C corporations are often the best planning option for business entities. However, fears of the dreaded “double-taxation” may lead some to reject C corps without a closer look. But double taxation can be reduced, and in some cases avoided, making it an option worth considering. Attorneys seeking to maximize tax savings for their clients should investigate whether C corps are a good option for their estate planning. Simply put, double taxation means that the C corp is taxed on its income at the corporate level, and then its shareholders are taxed on the same income when it is distributed to them in the form of dividends. Understandably, this is a situation most want to avoid or minimize.
Here are three ways to reduce or possibly eliminate the problems of double taxation with C corps:
Retained Earnings: One way to avoid double taxation is simply to retain corporate earnings. By retaining the income rather than distributing it to shareholders as dividends, the second layer of taxation can be avoided. This is not an option for entities whose owners rely on cash flow from the corporation, but it works well when the owners can afford to reinvest the cash in the corporation to grow the business.

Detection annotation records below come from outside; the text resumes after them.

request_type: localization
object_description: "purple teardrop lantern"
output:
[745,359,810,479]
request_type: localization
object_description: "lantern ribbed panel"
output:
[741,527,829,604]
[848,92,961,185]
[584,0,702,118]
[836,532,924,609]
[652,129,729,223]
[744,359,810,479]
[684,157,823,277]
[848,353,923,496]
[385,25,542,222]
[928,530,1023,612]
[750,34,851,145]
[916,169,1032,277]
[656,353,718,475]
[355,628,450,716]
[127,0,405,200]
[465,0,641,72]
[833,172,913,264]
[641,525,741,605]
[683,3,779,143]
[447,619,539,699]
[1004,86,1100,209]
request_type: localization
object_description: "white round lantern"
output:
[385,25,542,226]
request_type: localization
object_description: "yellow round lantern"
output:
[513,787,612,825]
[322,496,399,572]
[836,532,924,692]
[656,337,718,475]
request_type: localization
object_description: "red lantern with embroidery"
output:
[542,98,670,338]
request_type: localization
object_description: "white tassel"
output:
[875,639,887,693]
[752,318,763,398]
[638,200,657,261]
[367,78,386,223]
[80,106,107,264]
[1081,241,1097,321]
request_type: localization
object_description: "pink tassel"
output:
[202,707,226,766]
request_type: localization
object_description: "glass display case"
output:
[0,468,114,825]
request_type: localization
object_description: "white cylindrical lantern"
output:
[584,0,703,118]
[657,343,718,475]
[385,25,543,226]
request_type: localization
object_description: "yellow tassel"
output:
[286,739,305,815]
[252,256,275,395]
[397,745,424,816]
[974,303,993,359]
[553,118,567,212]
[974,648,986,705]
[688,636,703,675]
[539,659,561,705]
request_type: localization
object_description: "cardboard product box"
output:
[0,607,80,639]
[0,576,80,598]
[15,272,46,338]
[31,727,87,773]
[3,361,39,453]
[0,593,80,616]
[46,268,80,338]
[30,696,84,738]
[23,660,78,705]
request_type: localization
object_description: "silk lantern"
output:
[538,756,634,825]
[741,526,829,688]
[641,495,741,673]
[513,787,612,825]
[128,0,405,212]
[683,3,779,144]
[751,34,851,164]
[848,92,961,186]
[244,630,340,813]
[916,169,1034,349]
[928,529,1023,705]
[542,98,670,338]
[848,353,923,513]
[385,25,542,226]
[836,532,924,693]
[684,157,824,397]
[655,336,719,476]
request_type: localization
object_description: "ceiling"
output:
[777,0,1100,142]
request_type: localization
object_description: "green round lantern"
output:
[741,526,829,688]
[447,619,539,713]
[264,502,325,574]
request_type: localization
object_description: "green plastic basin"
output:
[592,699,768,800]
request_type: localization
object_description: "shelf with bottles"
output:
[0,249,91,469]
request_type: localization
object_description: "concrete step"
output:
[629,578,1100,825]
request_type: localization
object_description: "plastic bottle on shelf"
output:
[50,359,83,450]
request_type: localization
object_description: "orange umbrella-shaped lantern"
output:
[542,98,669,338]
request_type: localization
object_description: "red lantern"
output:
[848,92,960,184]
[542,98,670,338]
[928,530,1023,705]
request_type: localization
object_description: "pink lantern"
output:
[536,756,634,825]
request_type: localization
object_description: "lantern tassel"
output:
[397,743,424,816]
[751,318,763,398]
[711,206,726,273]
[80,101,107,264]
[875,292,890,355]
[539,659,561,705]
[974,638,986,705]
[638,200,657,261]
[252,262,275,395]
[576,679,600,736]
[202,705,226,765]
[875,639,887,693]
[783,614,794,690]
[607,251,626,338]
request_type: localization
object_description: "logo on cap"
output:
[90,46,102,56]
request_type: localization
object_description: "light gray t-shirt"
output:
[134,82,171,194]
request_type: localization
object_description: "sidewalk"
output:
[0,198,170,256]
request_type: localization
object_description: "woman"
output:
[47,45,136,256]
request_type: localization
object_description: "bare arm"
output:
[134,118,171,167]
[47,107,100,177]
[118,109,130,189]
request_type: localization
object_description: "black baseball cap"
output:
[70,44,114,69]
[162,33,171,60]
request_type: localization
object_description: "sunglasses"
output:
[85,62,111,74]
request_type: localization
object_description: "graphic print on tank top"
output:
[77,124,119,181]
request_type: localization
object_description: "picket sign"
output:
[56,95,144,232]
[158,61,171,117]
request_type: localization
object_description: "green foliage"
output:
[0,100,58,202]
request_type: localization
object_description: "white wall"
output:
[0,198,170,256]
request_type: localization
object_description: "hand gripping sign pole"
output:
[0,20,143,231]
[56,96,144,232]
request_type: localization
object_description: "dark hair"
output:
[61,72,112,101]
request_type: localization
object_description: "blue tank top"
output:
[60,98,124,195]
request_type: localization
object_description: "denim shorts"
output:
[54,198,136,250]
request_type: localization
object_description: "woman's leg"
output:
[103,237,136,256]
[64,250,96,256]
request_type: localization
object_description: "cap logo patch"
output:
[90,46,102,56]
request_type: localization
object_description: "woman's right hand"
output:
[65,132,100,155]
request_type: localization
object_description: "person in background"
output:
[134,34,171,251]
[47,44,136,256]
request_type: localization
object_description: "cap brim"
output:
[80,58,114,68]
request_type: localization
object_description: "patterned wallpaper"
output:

Salary Distributions: Alternatively, the corporation can distribute its income in the form of salary or bonus, rather than dividends. The salary or bonus will be taxable to the recipients, but it will also be a deductible expense for the corporation. This strategy may be more effective in a corporation whose income is primarily derived from operations. Since the company’s income is earned by the efforts of its employees, it is more difficult for the IRS to challenge a corporation that is paying out that income as salary.
Income Splitting: Income splitting refers to a situation in which business owners withdraws as much of the corporate profits as they need to support their lifestyle, but leave the rest inside the corporation. Since C corps and individuals are both subject to progressive tax brackets, income splitting minimizes the effects of double taxation. By taking only a portion of the corporation’s profits out as salary (a deductible expense to the corporation), and leaving the rest of the profits in the corporation for reinvestment, both the owner’s gross income and the corporation’s taxable income are reduced.
C corporations are often an excellent but overlooked choice in estate planning. Through proper tax planning, double taxation may be reduced or eliminated. The choice of business entity is a decision to be made based on the particular circumstances of a given business and with input from a tax advisor. If a C corporation is the optimal form for you, you can use these and all available strategies to reduce the effects of double taxation.